Almenon commented 6 years ago
def foo():
    pass # wolf outputs error: File "<string>", line 1

foo()
Almenon commented 6 years ago

it also fails on break

# test program copied from https://www.programiz.com/python-programming/examples/prime-number

num = 407

# take input from the user
# num = int(input("Enter a number: "))

# prime numbers are greater than 1
if num > 1:
   # check for factors
   for i in range(2,num):
       if (num % i) == 0:
           print(num,"is not a prime number")
           print(i,"times",num//i,"is",num)
           break # <- FAILS HERE: File "<string>", line 1
   else:
       print(num,"is a prime number")

# if input number is less than
# or equal to 1, it is not prime
else:
   print(num,"is not a prime number")
Almenon commented 6 years ago

fails on continue too (see previous example, just replace break with continue)

Duroktar commented 6 years ago

Awesome! Okay man, I'm busy for the next bit but I'll have those fixed up soon as I can after.

Hmm, funny that pass and continue break it.. I've got a mighty cryptic regex that should just ignore those keywords..

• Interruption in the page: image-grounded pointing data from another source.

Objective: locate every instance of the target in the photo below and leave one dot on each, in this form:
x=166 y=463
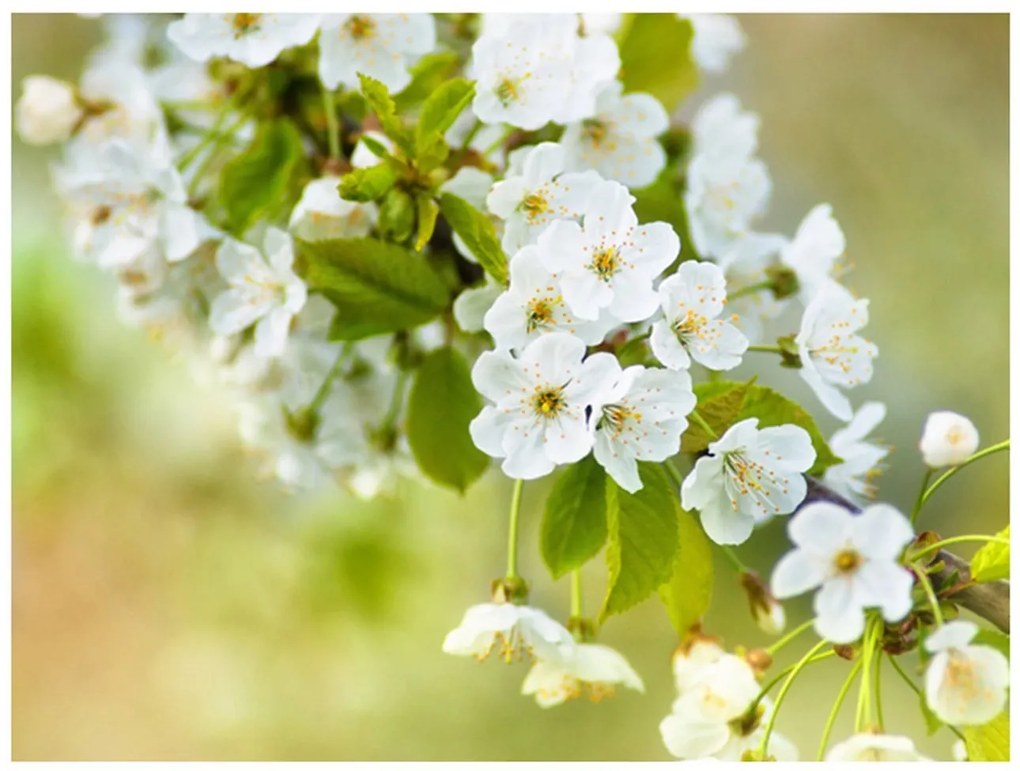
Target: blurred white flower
x=853 y=560
x=833 y=356
x=692 y=301
x=262 y=290
x=47 y=110
x=582 y=668
x=748 y=476
x=378 y=45
x=965 y=684
x=949 y=439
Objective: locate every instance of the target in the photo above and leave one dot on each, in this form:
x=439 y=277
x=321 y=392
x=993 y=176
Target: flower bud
x=949 y=439
x=47 y=111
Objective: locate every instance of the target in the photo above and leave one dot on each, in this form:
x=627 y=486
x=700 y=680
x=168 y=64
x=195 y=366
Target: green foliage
x=989 y=741
x=258 y=183
x=726 y=403
x=368 y=184
x=573 y=528
x=442 y=403
x=428 y=72
x=376 y=287
x=689 y=592
x=655 y=57
x=643 y=529
x=991 y=562
x=385 y=108
x=438 y=114
x=477 y=232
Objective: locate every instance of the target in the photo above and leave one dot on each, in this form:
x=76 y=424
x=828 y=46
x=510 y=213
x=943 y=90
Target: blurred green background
x=167 y=605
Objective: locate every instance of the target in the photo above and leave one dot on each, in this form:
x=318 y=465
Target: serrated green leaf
x=645 y=41
x=989 y=741
x=368 y=184
x=477 y=233
x=427 y=74
x=376 y=286
x=377 y=96
x=442 y=403
x=718 y=404
x=991 y=561
x=257 y=182
x=687 y=594
x=428 y=210
x=573 y=527
x=643 y=538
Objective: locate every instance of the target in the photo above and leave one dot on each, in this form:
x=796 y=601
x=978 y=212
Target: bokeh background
x=168 y=605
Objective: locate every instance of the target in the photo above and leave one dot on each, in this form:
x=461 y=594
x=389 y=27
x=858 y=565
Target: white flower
x=538 y=416
x=533 y=306
x=833 y=356
x=619 y=141
x=949 y=439
x=813 y=252
x=876 y=748
x=47 y=111
x=321 y=213
x=516 y=630
x=748 y=476
x=610 y=261
x=692 y=301
x=583 y=667
x=536 y=192
x=853 y=559
x=716 y=38
x=378 y=45
x=640 y=414
x=263 y=291
x=965 y=684
x=252 y=39
x=860 y=459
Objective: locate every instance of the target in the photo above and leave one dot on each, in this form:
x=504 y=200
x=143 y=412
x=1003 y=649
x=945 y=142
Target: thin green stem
x=840 y=697
x=333 y=125
x=1004 y=445
x=798 y=668
x=959 y=540
x=696 y=417
x=916 y=689
x=518 y=489
x=920 y=497
x=779 y=644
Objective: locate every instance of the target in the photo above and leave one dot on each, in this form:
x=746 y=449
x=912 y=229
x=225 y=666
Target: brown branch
x=989 y=601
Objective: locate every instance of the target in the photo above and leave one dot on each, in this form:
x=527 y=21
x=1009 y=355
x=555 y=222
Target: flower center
x=550 y=402
x=245 y=22
x=360 y=28
x=847 y=561
x=605 y=262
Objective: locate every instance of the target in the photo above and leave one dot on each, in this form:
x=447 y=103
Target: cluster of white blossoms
x=316 y=207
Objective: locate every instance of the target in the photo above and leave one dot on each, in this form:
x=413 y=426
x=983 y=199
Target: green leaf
x=427 y=74
x=648 y=38
x=477 y=233
x=989 y=741
x=718 y=403
x=643 y=538
x=376 y=287
x=991 y=562
x=438 y=114
x=385 y=108
x=689 y=592
x=428 y=210
x=442 y=403
x=368 y=184
x=258 y=182
x=573 y=528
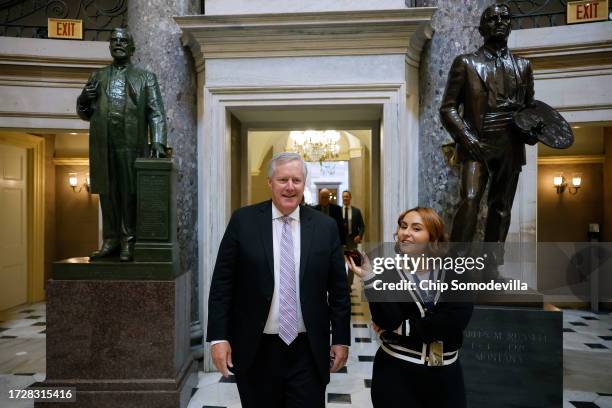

Anyways, thanks for breaking em up too. Cheers :beers:

Almenon commented 6 years ago

yeah... the regex is so long it times out on regex101 XD

https://regex101.com/r/sf6nAH/15

BTW you can break regex up into multiple lines and add comments, like so:

import re

WOLF_MACROS = re.compile(r"""
\w # we want to capture word because bla bla bla
\d # then number because bla bla bla
""", re.VERBOSE) # verbose ignores comments and whitespace

(Trey Hunner gave a talk to SD python about this recently)

And at some point you probably want to break some of the regex logic out into functions or seperate it out into multiple regexes.